People most likely scent, nicely, human to most wildlife — with out fur, and with our sweat glands oozing on the floor, we’re a fairly pungent, or a minimum of stunningly recognizable, creature. The comparatively small variations between us (our cleaning soap decisions, laundry detergent preferences and diets) most likely aren’t tremendous vital or related.
These extra smells are simply noise sputtering across the one vital sign, stated Value, which is that we’re human — and subsequently indicating it’s time for that animal to run or conceal.
That’s, until that animal advanced to feed particularly on us.
A couple of mosquito species feed solely on human blood, as an example. They don’t like deer, canine or cows. Simply individuals. Apparently, they’re drawn in by odor.
Niels Verhulst, a researcher on the College of Zurich’s Institute of Parasitology, stated it’s the make-up and composition of the bacterial species we harbor on our pores and skin that give us our odor. A few of that’s decided by genetics, some from the merchandise we use on our pores and skin, and a few from our eating regimen.
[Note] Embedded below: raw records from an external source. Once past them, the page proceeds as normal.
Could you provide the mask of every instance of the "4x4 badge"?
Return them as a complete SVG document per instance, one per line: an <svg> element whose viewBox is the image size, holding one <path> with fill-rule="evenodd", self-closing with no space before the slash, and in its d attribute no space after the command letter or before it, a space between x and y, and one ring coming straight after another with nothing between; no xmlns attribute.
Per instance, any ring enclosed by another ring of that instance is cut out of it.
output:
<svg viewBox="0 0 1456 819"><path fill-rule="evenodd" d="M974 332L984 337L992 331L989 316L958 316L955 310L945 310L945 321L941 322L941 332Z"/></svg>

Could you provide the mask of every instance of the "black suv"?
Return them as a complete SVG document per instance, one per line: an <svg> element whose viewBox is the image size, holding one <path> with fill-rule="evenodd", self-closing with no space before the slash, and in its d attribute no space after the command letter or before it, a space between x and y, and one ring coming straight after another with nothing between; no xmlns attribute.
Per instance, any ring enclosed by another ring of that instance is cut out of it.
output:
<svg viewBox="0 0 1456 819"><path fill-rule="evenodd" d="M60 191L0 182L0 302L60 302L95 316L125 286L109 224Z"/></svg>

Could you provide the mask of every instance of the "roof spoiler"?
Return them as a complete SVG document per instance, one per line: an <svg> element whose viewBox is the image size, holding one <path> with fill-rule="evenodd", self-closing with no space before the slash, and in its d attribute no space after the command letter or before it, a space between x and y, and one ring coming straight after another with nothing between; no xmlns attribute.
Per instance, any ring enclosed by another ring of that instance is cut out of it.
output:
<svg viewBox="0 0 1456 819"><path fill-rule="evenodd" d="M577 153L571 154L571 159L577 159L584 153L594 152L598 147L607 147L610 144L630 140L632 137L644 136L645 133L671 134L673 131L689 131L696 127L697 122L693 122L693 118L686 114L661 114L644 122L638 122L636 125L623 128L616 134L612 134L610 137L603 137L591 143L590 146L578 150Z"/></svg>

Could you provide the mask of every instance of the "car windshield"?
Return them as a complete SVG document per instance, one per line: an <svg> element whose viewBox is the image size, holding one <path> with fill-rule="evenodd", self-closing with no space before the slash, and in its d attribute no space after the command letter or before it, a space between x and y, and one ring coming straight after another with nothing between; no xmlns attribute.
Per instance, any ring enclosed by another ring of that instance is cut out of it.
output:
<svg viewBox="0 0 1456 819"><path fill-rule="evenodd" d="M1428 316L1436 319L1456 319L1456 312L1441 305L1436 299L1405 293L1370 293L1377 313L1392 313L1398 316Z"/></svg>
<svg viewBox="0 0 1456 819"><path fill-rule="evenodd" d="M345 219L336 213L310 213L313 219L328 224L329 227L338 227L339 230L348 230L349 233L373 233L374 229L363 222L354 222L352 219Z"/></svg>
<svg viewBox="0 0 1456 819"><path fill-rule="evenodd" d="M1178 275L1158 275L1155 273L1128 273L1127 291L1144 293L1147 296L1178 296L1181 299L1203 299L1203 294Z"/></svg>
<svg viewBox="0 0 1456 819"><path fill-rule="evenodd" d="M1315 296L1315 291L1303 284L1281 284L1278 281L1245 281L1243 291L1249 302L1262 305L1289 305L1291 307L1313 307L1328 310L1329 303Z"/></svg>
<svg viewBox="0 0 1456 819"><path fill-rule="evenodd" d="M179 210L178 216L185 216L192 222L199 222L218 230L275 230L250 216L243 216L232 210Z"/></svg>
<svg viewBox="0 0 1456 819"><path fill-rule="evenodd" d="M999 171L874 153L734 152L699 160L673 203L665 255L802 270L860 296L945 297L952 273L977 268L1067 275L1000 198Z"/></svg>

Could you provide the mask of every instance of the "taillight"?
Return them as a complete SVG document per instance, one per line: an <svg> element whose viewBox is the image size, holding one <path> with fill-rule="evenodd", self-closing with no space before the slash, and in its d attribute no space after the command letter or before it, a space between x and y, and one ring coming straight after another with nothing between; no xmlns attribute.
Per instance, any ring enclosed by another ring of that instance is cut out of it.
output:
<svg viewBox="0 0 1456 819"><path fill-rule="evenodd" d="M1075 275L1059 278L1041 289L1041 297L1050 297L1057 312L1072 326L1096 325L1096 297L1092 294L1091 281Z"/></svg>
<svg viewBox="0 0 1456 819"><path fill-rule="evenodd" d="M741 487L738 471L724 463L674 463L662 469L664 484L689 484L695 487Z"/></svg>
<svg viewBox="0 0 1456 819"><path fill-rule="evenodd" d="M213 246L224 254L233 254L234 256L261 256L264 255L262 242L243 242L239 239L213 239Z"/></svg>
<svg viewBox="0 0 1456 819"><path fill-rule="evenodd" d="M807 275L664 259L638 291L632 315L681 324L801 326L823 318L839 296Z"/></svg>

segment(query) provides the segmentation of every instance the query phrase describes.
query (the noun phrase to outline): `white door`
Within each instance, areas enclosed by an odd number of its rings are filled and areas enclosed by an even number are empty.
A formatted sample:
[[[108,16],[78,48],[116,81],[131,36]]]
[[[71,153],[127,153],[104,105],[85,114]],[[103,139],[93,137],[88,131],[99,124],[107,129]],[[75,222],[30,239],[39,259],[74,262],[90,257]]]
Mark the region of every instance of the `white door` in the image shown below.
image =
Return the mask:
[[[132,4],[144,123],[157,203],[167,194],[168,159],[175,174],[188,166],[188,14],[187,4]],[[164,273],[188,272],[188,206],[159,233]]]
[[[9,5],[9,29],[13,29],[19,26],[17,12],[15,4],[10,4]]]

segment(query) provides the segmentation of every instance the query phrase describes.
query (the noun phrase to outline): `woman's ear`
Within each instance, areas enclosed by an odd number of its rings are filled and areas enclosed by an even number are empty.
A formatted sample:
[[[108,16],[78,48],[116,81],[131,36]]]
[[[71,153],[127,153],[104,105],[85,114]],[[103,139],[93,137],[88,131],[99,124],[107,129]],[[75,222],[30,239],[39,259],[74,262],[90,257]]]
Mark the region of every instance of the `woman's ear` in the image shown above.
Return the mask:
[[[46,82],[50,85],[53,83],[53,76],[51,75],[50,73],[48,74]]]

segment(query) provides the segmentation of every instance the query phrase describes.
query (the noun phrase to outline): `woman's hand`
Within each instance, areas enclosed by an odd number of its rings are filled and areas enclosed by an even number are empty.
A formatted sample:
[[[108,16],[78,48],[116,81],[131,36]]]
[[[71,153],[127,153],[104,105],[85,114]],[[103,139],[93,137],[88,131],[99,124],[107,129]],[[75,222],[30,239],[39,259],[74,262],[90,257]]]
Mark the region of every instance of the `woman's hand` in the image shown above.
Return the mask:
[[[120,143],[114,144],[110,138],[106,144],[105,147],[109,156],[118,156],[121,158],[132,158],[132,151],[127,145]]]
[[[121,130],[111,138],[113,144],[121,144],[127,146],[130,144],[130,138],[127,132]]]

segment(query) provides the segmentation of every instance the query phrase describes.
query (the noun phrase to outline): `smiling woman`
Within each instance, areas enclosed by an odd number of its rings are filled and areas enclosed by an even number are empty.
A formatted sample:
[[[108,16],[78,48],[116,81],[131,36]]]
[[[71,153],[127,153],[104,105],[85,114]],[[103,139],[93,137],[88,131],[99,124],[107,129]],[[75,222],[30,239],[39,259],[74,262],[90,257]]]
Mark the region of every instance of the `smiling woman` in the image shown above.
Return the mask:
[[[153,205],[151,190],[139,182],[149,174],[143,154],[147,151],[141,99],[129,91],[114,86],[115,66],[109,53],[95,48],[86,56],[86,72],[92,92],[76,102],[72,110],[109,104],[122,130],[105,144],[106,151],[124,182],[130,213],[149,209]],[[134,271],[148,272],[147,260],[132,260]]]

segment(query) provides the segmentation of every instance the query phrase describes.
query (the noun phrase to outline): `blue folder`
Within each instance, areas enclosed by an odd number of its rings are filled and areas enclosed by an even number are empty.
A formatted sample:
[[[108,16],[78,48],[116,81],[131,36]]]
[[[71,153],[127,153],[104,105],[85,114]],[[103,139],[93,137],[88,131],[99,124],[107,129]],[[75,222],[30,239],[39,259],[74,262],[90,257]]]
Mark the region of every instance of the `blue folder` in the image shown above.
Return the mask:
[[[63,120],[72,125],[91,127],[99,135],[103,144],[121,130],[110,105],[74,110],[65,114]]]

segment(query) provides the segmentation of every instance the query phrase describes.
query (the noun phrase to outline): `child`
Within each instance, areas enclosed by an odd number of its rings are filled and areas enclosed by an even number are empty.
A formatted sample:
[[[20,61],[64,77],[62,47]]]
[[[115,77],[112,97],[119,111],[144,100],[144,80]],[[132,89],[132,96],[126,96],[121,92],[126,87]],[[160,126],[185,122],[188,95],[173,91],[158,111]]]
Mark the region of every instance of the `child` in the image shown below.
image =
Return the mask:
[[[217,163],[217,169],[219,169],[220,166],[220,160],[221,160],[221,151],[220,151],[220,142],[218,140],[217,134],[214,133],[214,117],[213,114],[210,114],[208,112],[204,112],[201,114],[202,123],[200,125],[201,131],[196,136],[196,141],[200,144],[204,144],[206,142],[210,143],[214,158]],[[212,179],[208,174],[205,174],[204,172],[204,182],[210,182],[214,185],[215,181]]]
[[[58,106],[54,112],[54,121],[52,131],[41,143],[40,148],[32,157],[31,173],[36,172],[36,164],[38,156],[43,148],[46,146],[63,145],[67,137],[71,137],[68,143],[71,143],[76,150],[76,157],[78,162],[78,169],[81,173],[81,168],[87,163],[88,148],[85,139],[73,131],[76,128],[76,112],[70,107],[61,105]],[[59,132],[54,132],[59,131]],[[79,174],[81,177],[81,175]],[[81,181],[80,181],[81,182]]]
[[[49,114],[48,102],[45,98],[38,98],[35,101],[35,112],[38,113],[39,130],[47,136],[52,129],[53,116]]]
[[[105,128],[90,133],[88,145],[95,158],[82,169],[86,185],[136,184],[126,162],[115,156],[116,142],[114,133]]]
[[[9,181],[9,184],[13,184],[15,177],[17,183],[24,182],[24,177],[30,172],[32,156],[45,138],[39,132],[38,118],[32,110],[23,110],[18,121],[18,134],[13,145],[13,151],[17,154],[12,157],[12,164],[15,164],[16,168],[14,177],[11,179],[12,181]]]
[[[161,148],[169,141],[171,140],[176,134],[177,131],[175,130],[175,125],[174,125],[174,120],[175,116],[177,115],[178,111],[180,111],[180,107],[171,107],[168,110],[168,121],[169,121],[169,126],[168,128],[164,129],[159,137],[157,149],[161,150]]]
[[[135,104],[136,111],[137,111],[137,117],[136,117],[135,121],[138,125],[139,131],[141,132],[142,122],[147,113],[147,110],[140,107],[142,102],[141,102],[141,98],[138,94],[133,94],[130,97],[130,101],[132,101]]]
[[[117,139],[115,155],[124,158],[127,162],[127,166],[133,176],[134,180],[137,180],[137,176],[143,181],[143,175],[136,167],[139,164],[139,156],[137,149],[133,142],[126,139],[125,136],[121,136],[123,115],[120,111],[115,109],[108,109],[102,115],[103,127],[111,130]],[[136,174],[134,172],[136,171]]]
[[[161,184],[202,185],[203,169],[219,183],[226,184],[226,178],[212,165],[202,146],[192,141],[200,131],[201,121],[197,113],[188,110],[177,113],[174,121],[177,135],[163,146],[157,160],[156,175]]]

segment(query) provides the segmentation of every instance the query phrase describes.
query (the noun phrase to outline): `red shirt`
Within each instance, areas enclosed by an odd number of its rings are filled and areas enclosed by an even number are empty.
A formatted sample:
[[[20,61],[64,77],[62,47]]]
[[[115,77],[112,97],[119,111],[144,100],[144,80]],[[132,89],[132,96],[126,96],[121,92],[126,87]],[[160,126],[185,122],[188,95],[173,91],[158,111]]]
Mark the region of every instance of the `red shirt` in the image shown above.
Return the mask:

“However how vital these totally different elements are? That’s one thing that we have no idea but,” he stated, noting that there’s a constructive correlation between consuming beer and one’s attractiveness to mosquitoes.
However what is obvious is that science has discovered just one species that may discriminate between human vegetarians and carnivores: Homo sapiens.
In 2006, Jan Havlicek, director of the Human Ethology program at Charles College in Prague, arrange an experiment by which he bought younger, college-aged ladies (who weren’t taking hormonal contraceptives — which may theoretically have an effect on a girl’s notion of scent) to scent a sequence of odor-infused swaths of material that had been worn within the armpits of equally aged males.
The ladies have been requested to price the “pleasantness, attractiveness, masculinity, and depth” of the sweat-infused samples. Seems, Havlicek stated, that they discovered the odors of vegetarians “extra engaging, extra nice, and fewer intense” than the meat-eaters.
A comparable examine was repeated 13 years later by a workforce of Australian researchers, who got here up with barely contradictory findings: Probably the most nice aromas got here from males who ate numerous vegetables and fruit. But it surely wasn’t the lads who ate meat who had the bottom scores. That rating went to guys who ate numerous carbohydrates.
(Fascinating aspect be aware: These outcomes mirror knowledge exhibiting that males who’ve yellower, extra carotenoid-rich pores and skin — a byproduct of consuming numerous fruits and veggies — are additionally discovered to be extra engaging by ladies.)
As for my dad? He by no means went again to his vegetarian days, though he eats loads much less meat than he used to. Which can clarify the fixed presence of deer consuming the flowers and shrubs in my mother and father’ yard.